By Paul R. La Monica
Will $6 bottles of asparagus water soon be coming to a Kroger, Ralphs or Harris Teeter near you? Whole Foods stock shot up 5% Thursday and briefly rose again Friday on chatter that supermarket king Kroger may want to buy the troubled organic grocer.
But is Whole Foods really for sale? Investors may need to take these rumors with several grains of Himalayan pink sea salt.
For one, Whole Foods is still facing many challenges, mostly stemming from bad press about its high prices. The company settled charges of price gouging with regulators in New York City last year, but the company’s
Whole Paycheck image persists.
Who could forget the segment on John Oliver’s “Last Week Tonight” HBO show a year ago that mocked Whole Foods? (HBO is a corporate cousin of CNNMoney; both are owned by Time Warner.)
Oliver’s show featured fake ads for a block of ice with an avocado balanced on top for $25.99, a pomegranate that listened to NPR for $64.99, granola blown back and forth between two fans for $300, and tilapia wearing yoga pants for $84.99.
Customers aren’t laughing, though. They have fled Whole Foods. Same-store sales, which measures how well stores open at least a year are doing, have fallen for the past four quarters. Analysts are expecting another 2.1% drop this quarter as well.
A move to attract more urban Millennials with new 365 by Whole Foods stores in big cities may not pay off either. Wall Street analysts are predicting that earnings for Whole Foods will fall this year and next year.
Whole Foods needs to stop the bleeding somehow. The stock is still down more than 10% this year despite the recent merger scuttlebutt. Shares fell in 2014 and 2015 as well and are more than 50% below their all-time high from 2013.
That’s probably the reason why the company has been the subject of takeover rumors for the past few years.
Traders have speculated that privately-held supermarket giants Publix and Albertsons (which also owns Safeway) might be interested in Whole Foods. But nothing has come to pass.
Enter Kroger.
It sort of makes sense why Kroger might want to acquire Whole Foods on the cheap. It’s been an aggressive acquirer of regional chains in the past few years.
Kroger most recently scooped up Roundy’s, which operates hundreds of stores in Wisconsin and Illinois.
But Kroger already has a big organic business of its own. It’s not clear why the company would want or need the headaches that come with Whole Foods.
There were rumors earlier this year as well that Kroger might want Whole Foods rival The Fresh Market. But The Fresh Market wound up going private, selling out to Apollo Global Management in March.

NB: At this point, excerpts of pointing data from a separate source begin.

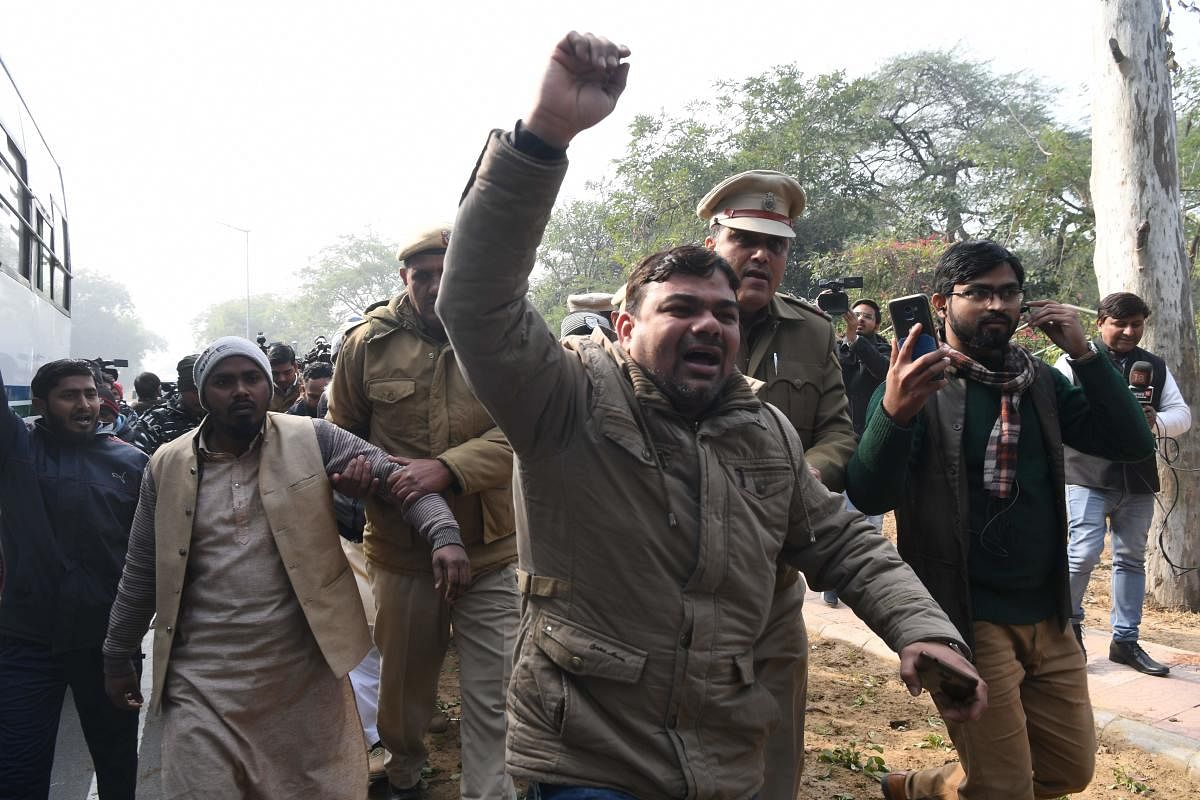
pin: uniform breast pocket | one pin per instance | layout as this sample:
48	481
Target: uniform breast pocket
798	400
396	407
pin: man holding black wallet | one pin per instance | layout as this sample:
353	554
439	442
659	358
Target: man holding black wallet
965	444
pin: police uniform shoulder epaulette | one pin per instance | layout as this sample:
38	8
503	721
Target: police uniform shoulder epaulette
799	302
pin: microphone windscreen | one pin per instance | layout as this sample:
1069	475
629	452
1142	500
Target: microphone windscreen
1140	372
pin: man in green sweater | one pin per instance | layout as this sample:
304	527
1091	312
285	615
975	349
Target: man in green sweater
965	444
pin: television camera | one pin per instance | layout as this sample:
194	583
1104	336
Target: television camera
834	300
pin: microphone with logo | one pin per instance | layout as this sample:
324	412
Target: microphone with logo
1139	383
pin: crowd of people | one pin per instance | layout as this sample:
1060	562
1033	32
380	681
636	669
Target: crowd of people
616	524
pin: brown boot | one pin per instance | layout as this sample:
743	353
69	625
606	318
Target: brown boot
893	786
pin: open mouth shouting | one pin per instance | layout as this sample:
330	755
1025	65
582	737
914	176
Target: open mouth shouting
82	421
755	274
703	360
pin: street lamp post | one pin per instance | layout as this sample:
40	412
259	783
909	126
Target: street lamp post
246	233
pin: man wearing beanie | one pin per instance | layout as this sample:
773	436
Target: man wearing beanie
258	617
397	384
171	420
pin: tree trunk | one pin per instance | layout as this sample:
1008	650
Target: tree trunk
1139	247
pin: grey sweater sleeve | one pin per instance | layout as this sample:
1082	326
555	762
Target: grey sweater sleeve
133	608
430	516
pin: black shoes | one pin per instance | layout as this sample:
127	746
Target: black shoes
412	793
1131	653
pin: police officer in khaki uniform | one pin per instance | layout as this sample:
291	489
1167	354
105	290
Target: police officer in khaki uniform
789	346
397	385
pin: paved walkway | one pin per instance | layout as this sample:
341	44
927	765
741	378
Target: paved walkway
1158	715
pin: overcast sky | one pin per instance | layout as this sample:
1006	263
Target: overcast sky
303	121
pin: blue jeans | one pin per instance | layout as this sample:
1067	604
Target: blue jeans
33	685
1091	512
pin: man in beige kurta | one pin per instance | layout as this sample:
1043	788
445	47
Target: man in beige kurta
234	545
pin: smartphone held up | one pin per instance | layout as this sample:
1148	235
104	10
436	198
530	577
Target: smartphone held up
906	312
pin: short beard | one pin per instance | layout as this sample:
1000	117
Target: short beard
72	437
979	341
685	398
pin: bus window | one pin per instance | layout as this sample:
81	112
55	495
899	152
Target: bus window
11	199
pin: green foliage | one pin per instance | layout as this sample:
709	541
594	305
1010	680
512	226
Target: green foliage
889	269
343	278
575	256
1122	780
105	323
346	277
853	758
930	148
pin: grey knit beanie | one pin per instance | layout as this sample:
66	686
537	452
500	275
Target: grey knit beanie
222	349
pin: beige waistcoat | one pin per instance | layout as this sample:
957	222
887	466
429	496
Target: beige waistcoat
299	505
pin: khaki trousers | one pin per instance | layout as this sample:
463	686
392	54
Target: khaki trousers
1037	739
412	632
781	666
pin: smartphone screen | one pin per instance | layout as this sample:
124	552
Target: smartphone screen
907	312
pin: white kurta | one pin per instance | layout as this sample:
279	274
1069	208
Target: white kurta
251	708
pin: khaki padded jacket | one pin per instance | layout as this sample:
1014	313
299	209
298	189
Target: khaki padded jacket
792	349
647	542
405	394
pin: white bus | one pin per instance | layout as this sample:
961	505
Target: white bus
35	253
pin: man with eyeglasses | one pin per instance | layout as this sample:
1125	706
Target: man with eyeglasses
965	444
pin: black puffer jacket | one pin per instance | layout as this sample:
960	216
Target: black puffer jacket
67	511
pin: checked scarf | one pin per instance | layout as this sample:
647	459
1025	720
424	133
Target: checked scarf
1000	464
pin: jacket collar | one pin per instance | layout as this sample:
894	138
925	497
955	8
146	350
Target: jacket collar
397	316
779	310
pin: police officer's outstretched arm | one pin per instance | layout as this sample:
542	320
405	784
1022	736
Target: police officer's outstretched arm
534	390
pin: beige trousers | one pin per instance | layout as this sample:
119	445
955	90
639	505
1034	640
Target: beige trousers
781	666
412	632
1037	739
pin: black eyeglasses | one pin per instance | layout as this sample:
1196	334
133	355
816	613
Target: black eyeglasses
982	294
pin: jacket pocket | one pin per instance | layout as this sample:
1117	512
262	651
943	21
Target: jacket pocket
400	413
498	518
581	651
765	481
798	400
739	704
390	390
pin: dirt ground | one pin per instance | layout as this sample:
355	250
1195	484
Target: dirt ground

Spokespeople at Kroger and Whole Foods both declined to comment on the speculation Friday morning. But Dealreporter had a story Friday indicating that Kroger is not looking to buy Whole Foods. Shares of Whole Foods dipped following that report.
That’s probably for the best. Kroger has its own problems to deal with. Plunging prices of agricultural commodities have led to lower prices at grocery stores around the country.

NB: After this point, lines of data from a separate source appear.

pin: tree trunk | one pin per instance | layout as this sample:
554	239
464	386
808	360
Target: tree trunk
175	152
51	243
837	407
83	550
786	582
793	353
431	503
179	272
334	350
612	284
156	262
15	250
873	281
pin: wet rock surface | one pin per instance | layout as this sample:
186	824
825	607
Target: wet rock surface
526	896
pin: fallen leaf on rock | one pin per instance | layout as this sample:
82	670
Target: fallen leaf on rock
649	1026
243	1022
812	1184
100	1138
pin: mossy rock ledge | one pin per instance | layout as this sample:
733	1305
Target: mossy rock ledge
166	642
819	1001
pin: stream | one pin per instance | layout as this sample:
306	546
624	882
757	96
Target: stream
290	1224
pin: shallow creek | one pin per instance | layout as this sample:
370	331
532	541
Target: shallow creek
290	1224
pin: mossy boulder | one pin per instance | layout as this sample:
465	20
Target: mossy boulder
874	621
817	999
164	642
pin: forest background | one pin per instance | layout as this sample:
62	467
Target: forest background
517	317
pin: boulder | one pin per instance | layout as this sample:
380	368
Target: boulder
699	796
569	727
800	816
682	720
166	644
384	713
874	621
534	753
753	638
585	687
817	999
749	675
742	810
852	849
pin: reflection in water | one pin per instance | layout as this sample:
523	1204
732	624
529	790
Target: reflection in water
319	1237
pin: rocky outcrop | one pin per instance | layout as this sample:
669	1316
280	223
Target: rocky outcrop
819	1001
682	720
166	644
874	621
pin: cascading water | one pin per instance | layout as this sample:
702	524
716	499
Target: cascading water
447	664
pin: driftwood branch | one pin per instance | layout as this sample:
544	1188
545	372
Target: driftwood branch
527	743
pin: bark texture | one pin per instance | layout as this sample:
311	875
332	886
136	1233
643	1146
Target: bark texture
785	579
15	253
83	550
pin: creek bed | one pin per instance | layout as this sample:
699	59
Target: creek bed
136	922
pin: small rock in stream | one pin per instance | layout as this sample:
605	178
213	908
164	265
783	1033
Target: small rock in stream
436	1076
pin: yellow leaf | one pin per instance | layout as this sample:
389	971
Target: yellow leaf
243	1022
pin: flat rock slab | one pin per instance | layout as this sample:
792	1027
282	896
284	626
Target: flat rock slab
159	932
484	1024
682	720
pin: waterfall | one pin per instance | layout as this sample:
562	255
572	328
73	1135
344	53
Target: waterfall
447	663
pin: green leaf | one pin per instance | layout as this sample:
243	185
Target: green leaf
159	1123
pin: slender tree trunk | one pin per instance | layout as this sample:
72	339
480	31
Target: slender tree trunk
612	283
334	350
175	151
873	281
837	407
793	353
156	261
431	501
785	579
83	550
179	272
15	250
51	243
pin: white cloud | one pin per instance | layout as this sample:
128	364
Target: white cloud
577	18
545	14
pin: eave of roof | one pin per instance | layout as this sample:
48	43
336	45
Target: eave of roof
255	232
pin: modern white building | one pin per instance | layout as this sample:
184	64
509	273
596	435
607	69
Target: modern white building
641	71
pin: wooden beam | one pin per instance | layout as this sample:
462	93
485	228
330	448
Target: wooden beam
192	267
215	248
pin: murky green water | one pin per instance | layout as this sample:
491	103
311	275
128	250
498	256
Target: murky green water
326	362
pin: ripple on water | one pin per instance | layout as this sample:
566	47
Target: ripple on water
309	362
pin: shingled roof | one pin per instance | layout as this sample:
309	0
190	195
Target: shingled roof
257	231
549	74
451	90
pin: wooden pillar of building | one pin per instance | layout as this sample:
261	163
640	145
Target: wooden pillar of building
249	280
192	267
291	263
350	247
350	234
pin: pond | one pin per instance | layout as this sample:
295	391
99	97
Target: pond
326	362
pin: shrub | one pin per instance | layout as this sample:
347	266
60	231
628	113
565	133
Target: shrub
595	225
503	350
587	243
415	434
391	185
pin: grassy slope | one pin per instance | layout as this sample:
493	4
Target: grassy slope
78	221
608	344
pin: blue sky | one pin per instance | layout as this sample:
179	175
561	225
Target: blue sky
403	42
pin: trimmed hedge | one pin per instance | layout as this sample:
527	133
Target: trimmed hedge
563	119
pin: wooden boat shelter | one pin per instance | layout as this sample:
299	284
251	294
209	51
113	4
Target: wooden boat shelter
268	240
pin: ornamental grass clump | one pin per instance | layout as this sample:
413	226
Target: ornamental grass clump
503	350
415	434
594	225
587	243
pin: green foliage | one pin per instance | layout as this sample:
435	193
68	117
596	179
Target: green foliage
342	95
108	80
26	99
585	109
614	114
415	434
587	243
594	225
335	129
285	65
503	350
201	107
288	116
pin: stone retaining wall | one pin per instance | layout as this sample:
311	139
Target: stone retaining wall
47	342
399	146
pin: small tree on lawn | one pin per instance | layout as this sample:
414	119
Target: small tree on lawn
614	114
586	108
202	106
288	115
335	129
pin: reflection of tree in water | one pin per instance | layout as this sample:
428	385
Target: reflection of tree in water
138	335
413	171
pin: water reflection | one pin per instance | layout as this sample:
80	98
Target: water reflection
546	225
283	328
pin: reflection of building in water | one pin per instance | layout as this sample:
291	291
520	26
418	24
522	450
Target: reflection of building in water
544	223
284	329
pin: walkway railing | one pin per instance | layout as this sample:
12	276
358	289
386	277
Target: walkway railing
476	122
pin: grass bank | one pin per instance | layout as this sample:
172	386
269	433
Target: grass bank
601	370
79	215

Food deflation may be great news for shoppers, but it is destroying profit margins at big supermarket chains. Kroger’s stock is down nearly 30% this year. Rivals SuperValu and Sprouts have plunged more than 20% as well.

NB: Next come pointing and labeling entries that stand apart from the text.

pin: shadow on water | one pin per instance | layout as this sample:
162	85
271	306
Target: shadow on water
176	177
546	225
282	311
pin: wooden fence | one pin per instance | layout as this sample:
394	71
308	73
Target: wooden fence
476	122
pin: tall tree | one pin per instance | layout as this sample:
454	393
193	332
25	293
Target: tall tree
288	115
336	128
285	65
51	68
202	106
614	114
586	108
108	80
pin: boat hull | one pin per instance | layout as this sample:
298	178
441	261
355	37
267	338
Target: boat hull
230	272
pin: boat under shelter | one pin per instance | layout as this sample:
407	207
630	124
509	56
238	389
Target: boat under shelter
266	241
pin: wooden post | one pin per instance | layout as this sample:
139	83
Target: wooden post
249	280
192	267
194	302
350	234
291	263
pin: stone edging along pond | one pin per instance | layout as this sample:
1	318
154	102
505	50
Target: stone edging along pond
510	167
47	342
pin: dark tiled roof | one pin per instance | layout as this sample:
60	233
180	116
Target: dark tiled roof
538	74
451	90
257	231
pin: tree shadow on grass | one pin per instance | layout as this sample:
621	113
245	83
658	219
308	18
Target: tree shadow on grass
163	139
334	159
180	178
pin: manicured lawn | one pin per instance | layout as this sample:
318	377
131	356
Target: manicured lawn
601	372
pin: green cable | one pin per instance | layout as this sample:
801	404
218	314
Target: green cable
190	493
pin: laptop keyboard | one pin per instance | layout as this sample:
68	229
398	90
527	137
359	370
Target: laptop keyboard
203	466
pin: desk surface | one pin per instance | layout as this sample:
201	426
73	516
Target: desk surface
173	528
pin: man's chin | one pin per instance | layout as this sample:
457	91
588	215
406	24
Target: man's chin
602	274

Kroger also has to contend with increased competition from Walmart, Target, Costco, Trader Joe’s and even Amazon — which has expanded into the food delivery business with Prime Fresh.
Whole Foods has its own piece of the delivery business thanks to its investment in hot startup Instacart. But is that enough to turn Whole Foods around? It’s not looking that way.
Tough competition and a bad reputation may continue to haunt Whole Foods for a while.